We note with interest that [18] reports that the inclusion of mental modeling capabilities in the reasoning of a robot agent, where the robot was modeling the expected reasoning of a human operator and reacting accordingly, produced a 44–75% improvement in robot decision making in terms of avoiding resulting resource conflicts in one analytic experiment they performed.

What is less well documented is the tradeoffs involved in shifting transparency information into time frames before and after it is needed. Somewhere between “no plan survives first contact with the enemy” (implying that “overplanning” is wasteful) and “Plans are worthless but planning is everything” (implying that planning activities are very valuable), there must lie a (probably context-dependent) happy medium. Where is that medium, and what parameters characterize it? It is likely that information theoretic models can provide us with boundary conditions for this claim, but their relationship to actual human-human (or human-machine) interaction remains to be determined.

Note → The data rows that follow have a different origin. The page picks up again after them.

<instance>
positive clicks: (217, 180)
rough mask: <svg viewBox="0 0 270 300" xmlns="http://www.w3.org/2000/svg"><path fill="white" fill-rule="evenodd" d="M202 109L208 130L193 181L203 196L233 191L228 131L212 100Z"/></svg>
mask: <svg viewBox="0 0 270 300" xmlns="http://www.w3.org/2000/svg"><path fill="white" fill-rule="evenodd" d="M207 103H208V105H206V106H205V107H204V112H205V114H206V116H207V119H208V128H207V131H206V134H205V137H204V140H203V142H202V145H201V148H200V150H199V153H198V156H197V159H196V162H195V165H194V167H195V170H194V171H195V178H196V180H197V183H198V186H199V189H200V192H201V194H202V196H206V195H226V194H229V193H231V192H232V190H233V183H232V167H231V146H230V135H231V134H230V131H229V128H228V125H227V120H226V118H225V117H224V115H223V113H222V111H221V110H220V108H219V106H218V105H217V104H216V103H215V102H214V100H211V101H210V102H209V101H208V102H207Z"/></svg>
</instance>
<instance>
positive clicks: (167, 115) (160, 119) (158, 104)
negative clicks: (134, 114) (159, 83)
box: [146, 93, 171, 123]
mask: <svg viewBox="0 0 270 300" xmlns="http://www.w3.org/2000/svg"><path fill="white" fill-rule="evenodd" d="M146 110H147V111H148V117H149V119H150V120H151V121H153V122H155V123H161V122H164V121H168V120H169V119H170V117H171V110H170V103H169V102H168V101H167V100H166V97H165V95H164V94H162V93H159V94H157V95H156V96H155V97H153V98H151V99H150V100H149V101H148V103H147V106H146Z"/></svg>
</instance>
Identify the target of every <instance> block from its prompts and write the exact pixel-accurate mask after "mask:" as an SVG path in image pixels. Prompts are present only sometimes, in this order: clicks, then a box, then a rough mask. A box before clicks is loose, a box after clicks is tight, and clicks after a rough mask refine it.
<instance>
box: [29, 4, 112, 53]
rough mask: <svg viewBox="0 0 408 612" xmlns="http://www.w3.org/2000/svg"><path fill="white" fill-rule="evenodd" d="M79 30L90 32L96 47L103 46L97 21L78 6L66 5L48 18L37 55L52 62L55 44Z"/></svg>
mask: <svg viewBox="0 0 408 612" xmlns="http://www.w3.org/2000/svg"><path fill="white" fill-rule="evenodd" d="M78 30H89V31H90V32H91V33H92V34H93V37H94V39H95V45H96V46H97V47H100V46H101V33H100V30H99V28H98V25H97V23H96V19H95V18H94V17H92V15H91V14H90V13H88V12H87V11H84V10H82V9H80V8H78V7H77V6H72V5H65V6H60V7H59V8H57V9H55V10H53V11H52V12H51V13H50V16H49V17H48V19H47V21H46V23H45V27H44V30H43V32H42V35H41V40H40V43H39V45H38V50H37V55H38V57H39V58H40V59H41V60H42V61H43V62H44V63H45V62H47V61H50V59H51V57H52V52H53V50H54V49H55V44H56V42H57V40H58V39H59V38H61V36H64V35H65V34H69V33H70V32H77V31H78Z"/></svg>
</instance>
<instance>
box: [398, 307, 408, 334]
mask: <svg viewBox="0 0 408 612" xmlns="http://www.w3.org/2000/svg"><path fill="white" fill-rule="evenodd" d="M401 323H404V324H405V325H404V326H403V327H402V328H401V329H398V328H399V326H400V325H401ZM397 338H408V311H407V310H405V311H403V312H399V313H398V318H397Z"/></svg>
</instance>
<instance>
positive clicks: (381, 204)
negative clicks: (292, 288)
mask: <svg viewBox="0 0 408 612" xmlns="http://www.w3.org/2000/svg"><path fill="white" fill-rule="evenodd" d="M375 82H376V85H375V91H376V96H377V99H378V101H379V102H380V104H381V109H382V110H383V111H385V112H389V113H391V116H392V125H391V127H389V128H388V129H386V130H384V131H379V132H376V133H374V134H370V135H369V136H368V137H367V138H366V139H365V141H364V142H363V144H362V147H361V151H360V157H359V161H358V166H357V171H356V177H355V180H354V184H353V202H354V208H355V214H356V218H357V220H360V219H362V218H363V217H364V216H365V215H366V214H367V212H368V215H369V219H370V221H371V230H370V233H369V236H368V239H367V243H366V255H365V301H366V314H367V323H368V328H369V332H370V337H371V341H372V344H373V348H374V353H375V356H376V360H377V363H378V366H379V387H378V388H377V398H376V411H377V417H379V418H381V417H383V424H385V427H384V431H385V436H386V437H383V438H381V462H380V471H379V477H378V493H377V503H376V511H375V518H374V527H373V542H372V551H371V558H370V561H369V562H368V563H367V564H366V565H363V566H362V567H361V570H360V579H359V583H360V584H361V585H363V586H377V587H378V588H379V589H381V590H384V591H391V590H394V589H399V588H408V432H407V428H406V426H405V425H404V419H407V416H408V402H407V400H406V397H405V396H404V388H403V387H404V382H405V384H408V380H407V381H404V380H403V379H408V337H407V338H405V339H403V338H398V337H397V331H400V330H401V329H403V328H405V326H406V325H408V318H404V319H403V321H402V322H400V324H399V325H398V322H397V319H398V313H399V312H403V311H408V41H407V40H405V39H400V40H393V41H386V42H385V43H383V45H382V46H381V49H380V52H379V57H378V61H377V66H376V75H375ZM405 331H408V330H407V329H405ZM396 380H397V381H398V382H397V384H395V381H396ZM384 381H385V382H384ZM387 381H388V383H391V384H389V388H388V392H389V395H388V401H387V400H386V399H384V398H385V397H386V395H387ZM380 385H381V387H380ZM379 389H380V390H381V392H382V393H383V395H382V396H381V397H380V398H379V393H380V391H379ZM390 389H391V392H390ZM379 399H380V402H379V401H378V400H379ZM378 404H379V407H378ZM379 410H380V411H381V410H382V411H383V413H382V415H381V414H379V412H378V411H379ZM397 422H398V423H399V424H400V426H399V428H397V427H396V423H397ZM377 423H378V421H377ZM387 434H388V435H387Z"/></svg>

Finally, as automation becomes more capable, omnipresent and more “autonomous” in complex work domains, it is becoming clearer that it cannot provide all sufficient transparency information in the moment of action execution. Even if the human is capable of understanding it given time, it will all too frequently be the case that s/he will be engaged in other tasks and will be unable to devote sufficient attention and cognitive processing capability in a timely fashion. Instead, we need to strive to enable automation to participate in pre-mission planning and in post-mission debriefing and explanations in order to develop and accurately tune human trust and comprehension frameworks so that available capacity in the moment of use will be sufficient.